I see that the Washington Post editorial board is shocked, shocked to discover that the incoming Republicans aren’t serious about deficit reduction. Who could have suspected?I guess the message needs to broadcast and rebroadcast to catch the young naifs who are just stumbling on the political scene and don't understand the historical record and the depths of hypocrisy in the Republican railing against the debt and deficits. But it is a Sisyphean task to continually remind the world of a fact as plain as the nose on your face, a Pinocchio nose that grows longer with each repeated sanctimonious claim by the Republicans that they are the party of fiscal prudence.
I was going to be snarky all the way here, but actually let’s be serious: the gullibility of much of the media establishment on all this amounts to journalistic malpractice..
Republicans have, after all, been the party of fiscal irresponsibility since 1980; the GW Bush administration confirmed, if anyone was in doubt, that unfunded tax cuts are now in the party’s DNA.
Then along comes a Democratic president who presides over all of two years of deficits in the immediate aftermath of a severe financial crisis – which is a time when you’re actually supposed to run deficits. Republicans begin inveighing against the evils of red ink – and, incredibly, get taken at face value.
And even if you didn’t know the history, if you actually paid attention to what leading Republicans were saying, their lack of seriousness was totally obvious. You had the Ryan plan, which claimed to reduce the deficit but, if you actually looked into it at all, relied completely on magic asterisks; you had the declarations by top Republicans that deficits are terrible but there’s no need to offset the cost of tax cuts.
The idea that these people were allowed to pose as deficit hawks is stunning.
Oh, and for those claiming that Republicans have always said that spending, not deficits is what matters: first of all, this is very much revisionist history; you can’t denounce the federal debt, then claim that you never cared about the revenue side of things. Beyond that, the deficit scare tactics lately have been all about solvency, not mere crowding out; repent, they said, or you’ll turn into Greeeeeece. That’s a scare story about solvency, for which the deficit, not spending, is what matters.
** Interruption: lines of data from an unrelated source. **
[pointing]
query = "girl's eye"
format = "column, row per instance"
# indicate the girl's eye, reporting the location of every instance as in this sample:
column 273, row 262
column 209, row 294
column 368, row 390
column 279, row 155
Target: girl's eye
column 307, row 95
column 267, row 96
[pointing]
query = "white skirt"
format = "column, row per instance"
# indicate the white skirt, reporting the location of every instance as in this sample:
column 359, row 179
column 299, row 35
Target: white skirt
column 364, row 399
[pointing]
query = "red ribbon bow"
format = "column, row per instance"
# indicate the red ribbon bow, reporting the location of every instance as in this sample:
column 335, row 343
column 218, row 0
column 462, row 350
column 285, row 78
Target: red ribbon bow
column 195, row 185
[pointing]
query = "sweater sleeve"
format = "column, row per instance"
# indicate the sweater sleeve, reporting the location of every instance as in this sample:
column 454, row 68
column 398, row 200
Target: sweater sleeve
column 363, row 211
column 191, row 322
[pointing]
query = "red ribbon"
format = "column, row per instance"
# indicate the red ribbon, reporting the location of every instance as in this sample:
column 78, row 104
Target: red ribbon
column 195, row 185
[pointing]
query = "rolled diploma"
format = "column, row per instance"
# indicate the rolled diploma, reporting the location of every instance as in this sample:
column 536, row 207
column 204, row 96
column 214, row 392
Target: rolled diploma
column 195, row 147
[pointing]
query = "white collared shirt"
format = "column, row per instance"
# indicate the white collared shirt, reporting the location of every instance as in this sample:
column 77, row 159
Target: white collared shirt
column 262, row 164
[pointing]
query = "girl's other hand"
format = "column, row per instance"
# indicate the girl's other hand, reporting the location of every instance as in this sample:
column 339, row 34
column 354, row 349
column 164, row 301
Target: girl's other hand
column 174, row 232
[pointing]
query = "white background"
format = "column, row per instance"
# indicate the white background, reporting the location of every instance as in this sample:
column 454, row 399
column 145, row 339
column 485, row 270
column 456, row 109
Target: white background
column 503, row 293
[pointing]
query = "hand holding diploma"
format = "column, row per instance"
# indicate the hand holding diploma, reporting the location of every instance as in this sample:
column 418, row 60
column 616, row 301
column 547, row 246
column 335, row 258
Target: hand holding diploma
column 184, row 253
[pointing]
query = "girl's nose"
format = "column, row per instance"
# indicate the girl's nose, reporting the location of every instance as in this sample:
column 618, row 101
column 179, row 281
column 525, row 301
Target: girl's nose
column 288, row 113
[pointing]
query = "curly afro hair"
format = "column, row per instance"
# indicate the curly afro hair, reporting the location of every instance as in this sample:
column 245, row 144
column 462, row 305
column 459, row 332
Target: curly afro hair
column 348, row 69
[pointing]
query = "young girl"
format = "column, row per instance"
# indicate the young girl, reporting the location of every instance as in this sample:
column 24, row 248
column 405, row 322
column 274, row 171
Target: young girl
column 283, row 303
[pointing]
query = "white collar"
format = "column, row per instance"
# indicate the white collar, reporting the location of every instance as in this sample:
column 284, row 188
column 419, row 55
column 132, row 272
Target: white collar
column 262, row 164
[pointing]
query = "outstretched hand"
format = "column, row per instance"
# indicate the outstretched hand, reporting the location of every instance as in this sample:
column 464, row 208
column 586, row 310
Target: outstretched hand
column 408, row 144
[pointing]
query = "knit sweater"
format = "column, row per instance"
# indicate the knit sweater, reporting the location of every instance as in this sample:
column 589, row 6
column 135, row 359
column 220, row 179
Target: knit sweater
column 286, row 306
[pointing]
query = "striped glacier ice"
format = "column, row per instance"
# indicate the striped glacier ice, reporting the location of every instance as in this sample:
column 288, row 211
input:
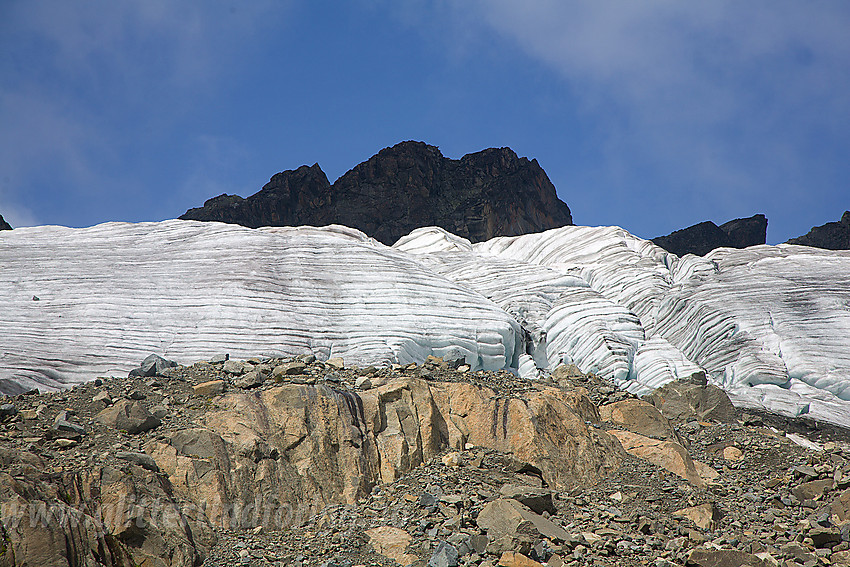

Here is just the latest example of Republican hypocrisy:
Repealing health-care reform would cost hundreds of billions of dollars -- and Eric Cantor knows itGo read the whole article to get the graph, the links, and additional text.
By Ezra Klein
House Republicans are in a pickle: One of their new rules says that new legislation must be paid for. But the health-care bill reduces the federal deficit by more than $100 billion over the next 10 years. Luckily, they've figured out an answer to their problem: They've decided to simply exempt the repeal bill from the rules. That means they're beginning the 112th Congress by lifting their own rules in order to take a vote that will increase the deficit. Change we can believe in, and all that.
Republicans are aware that this looks, well, horrible. So they're trying to explain why their decision to lift the rule requiring fiscal responsibility is actually fiscally responsible. Majority Leader Eric Cantor got asked about this, and he returned the reporter's serve with a volley of nonsense. "About the budget implications, I think most people understand that the CBO did the job it was asked to do by the then-Democrat majority, and it was really comparing apples to oranges,” Cantor said. “It talked about 10 years' worth of tax hikes and six years' worth of benefits. Everyone knows beyond the 10-year window, this bill has the potential to bankrupt this federal government as well as the states."
That's all well and good -- but it's not true. Take Cantor's core point: The health-care reform bill includes "10 years' worth of tax hikes and six years' worth of benefits." There's nothing philosophical about this statement. It can be checked with a simple look at the spending tables the Congressional Budget Office published in their analysis of the bill. And when you look at those tables, Cantor's statement falls apart.
The Republican party is the party of the Hoover Great Depression and the Bush Great Recession. They are the party of the McCarthy witch hunts. They are the party of the impeached Nixon who tried to subvert the rule of law while doing a Christine O'Donnell "I am not a crook!" speech. They are the party of Reagan subverting the Constitution by secreting breaking the law to sell missiles to Iran in order to fund the illegal Nicaraguan Contra war. They are the party of bait-and-switch claiming a need to invade Iraq over non-existent weapons of mass destruction which morphed into "bringing democracy to the Middle East" but in fact only brought chaos and death to the poor Iraqis. This is the party of hypocrisy. And the tragedy is that Americans keep handing the keys of the kingdom back to these jackals.